The remaining items are premised on you doing some data analysis yourself.

For the events part of this assignment, we will be using the Austin Animal Center data. The file is available here. This file is already set up for doing survival analysis in Stata (that is, you do not have to use the \(\texttt{stset}\) command).

Select a pair of variables whose relationship, together, with time-to-adoption you are going to consider. Hereafter I will refer to these as ``your chosen variables.’’ Do not choose a pair of variables that, to your knowledge, anyone else is also analyzing (as a pair; sharing one of the two is fine). Do not select a pair of variables that I have analyzed in the notes (dog/cat and color; dog/cat and stray/surrendered).

You may look at your chosen variables separately for dogs or for cats, or the comparison of dogs vs. cats may be one of your two variables.

[3]In 2-3 sentences, state your chosen variables and why you think it might be interesting to look at these two variables with respect to time to adoption.
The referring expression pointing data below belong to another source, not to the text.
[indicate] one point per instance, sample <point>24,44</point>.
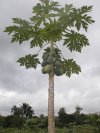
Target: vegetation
<point>50,24</point>
<point>65,123</point>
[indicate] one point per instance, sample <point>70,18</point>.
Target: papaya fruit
<point>48,68</point>
<point>50,60</point>
<point>43,70</point>
<point>44,63</point>
<point>57,72</point>
<point>57,64</point>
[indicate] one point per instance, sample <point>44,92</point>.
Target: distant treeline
<point>23,116</point>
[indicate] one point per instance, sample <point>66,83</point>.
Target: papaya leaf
<point>80,17</point>
<point>29,61</point>
<point>70,67</point>
<point>75,41</point>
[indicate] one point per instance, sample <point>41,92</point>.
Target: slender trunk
<point>51,119</point>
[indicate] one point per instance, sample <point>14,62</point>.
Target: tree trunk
<point>51,119</point>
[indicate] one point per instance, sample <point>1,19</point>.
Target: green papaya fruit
<point>48,68</point>
<point>43,70</point>
<point>44,63</point>
<point>57,64</point>
<point>50,60</point>
<point>57,72</point>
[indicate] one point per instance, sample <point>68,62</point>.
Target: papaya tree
<point>50,24</point>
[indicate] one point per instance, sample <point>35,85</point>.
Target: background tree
<point>25,111</point>
<point>50,24</point>
<point>16,111</point>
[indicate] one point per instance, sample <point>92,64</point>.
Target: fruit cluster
<point>51,61</point>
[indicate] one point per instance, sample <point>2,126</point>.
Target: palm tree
<point>27,111</point>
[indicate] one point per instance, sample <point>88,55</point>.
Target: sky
<point>19,85</point>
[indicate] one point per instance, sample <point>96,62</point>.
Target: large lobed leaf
<point>75,41</point>
<point>81,18</point>
<point>29,61</point>
<point>70,67</point>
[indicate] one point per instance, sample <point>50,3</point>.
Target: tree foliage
<point>51,23</point>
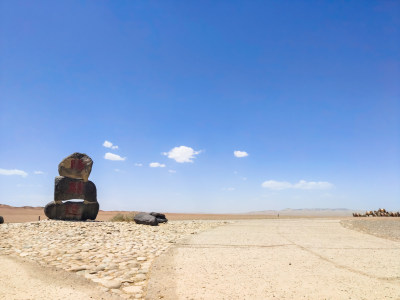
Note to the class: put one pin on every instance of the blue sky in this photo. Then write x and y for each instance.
(308, 90)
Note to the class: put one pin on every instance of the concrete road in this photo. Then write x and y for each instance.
(279, 259)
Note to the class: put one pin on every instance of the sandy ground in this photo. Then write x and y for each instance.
(25, 280)
(31, 214)
(279, 259)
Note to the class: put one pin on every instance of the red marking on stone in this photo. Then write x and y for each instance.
(72, 209)
(75, 187)
(77, 164)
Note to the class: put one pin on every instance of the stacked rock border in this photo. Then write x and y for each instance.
(381, 212)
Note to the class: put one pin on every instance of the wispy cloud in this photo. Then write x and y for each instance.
(156, 165)
(239, 154)
(182, 154)
(13, 172)
(108, 144)
(112, 156)
(301, 185)
(228, 189)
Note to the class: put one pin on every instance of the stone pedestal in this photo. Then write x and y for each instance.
(73, 183)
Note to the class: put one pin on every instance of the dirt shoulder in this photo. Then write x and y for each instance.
(278, 259)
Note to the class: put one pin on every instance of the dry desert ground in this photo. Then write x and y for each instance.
(199, 257)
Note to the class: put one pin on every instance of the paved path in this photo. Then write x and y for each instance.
(279, 259)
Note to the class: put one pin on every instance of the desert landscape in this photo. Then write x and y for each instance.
(200, 257)
(199, 150)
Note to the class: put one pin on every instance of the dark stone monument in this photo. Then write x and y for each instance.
(73, 183)
(146, 219)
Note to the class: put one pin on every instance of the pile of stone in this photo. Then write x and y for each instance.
(152, 218)
(381, 212)
(74, 183)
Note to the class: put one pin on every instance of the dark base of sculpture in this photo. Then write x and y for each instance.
(72, 211)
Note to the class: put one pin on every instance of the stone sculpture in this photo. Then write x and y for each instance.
(73, 183)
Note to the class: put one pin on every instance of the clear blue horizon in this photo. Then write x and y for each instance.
(219, 107)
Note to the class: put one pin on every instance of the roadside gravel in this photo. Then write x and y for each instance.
(116, 255)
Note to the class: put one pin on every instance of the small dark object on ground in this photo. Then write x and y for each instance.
(123, 218)
(146, 219)
(160, 217)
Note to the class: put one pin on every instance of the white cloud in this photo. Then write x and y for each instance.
(156, 165)
(13, 172)
(238, 153)
(182, 154)
(112, 156)
(229, 189)
(108, 144)
(301, 185)
(276, 185)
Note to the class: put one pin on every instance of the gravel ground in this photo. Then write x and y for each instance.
(116, 255)
(388, 228)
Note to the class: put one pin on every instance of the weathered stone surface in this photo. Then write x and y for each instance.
(160, 217)
(78, 211)
(77, 165)
(67, 188)
(146, 219)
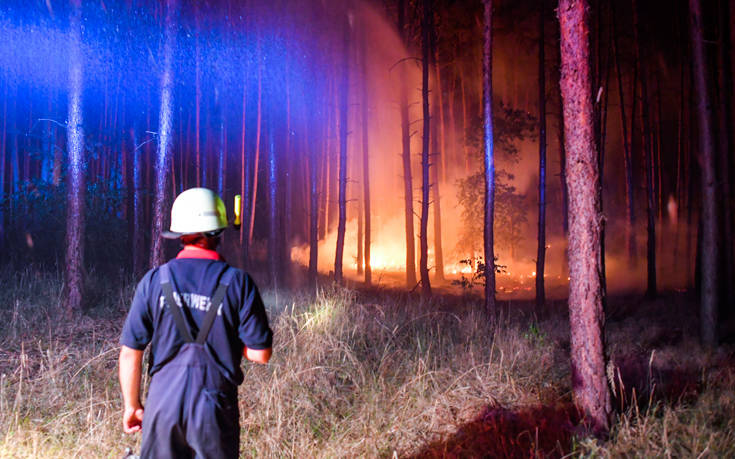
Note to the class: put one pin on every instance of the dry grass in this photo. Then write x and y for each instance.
(370, 374)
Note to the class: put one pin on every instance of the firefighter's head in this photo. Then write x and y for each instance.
(197, 214)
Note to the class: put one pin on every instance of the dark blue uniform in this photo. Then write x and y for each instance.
(191, 409)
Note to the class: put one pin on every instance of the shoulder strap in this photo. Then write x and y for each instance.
(214, 305)
(172, 305)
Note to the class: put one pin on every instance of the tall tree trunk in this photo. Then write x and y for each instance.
(244, 180)
(710, 249)
(541, 249)
(164, 133)
(314, 157)
(725, 154)
(426, 26)
(651, 289)
(137, 208)
(274, 235)
(489, 158)
(222, 146)
(438, 152)
(407, 174)
(256, 159)
(3, 137)
(75, 148)
(197, 99)
(627, 158)
(365, 161)
(586, 314)
(343, 99)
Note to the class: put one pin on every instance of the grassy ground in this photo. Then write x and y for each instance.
(378, 374)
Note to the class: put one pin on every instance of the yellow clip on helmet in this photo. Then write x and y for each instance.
(196, 210)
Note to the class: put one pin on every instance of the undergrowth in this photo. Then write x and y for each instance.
(369, 374)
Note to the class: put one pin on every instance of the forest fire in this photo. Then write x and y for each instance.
(525, 183)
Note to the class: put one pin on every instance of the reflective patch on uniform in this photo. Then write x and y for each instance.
(192, 301)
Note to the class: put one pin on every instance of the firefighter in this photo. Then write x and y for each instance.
(200, 317)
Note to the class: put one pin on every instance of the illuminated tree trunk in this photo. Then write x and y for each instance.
(222, 147)
(425, 183)
(651, 290)
(709, 257)
(244, 179)
(256, 159)
(274, 236)
(438, 152)
(75, 149)
(725, 154)
(489, 158)
(407, 174)
(541, 248)
(138, 214)
(197, 99)
(3, 137)
(163, 155)
(343, 95)
(628, 157)
(586, 315)
(366, 162)
(314, 157)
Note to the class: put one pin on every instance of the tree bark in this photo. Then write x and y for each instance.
(314, 156)
(541, 248)
(426, 27)
(586, 315)
(365, 163)
(407, 173)
(489, 159)
(343, 107)
(3, 136)
(651, 289)
(137, 208)
(256, 159)
(725, 154)
(275, 241)
(75, 149)
(438, 152)
(163, 158)
(627, 158)
(710, 249)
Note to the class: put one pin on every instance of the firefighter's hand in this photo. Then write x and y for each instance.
(132, 419)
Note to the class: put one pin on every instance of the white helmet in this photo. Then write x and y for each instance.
(196, 210)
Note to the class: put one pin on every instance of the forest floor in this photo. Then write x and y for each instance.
(377, 373)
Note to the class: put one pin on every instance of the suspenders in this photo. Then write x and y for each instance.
(216, 302)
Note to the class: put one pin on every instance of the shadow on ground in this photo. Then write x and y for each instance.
(543, 431)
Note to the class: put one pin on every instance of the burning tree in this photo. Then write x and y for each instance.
(75, 148)
(511, 126)
(586, 316)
[2]If not already a binary variable, create new variables based on each your chosen variables that divide each into two groups if this is not already done. Cross tabulate each binary variable with the \(\texttt{adopted}\) variable. Use the \(\texttt{row}\) or \(\texttt{col}\) option so that we can see what proportion in each group are adopted. Interpret the results.

Draw a nice-looking Kaplan-Meier curve showing survival among the four groups defined by the combination of your two binary variables [\(\texttt{sts graph, by()}\)]. (That is, if your binary variables were rabbit/lizard and big/small, your four groups would be big rabbit, small rabit, big lizard, small lizard.)

[1]Include the graph in your assignment (i.e., paste it in).

[1]Pick a time on the curve and describe what the graph says about the difference in observed mortality at that time.

[3]Fit a Cox model with your chosen variables as regressors. Interpret the hazard ratios for your chosen variables. Are the results consistent with what you were expecting or not?

[2]Fit a Cox model with your chosen variables as regressors, and a term for an interaction between them. Is the interaction term statistically significant at the \(p < .05\) level? Regardless: explain, as though to an intelligent stranger sitting next to you on an airplane, what the direction of the interaction term (or that it is null if not significant) means.

[2]Using \(\texttt{stcurve}\), estimate the hazard function implied by the results of your Cox model. Paste the graph into your assignment. Is the hazard function constant, increasing, decreasing, or non-monotonic? Explain what this means.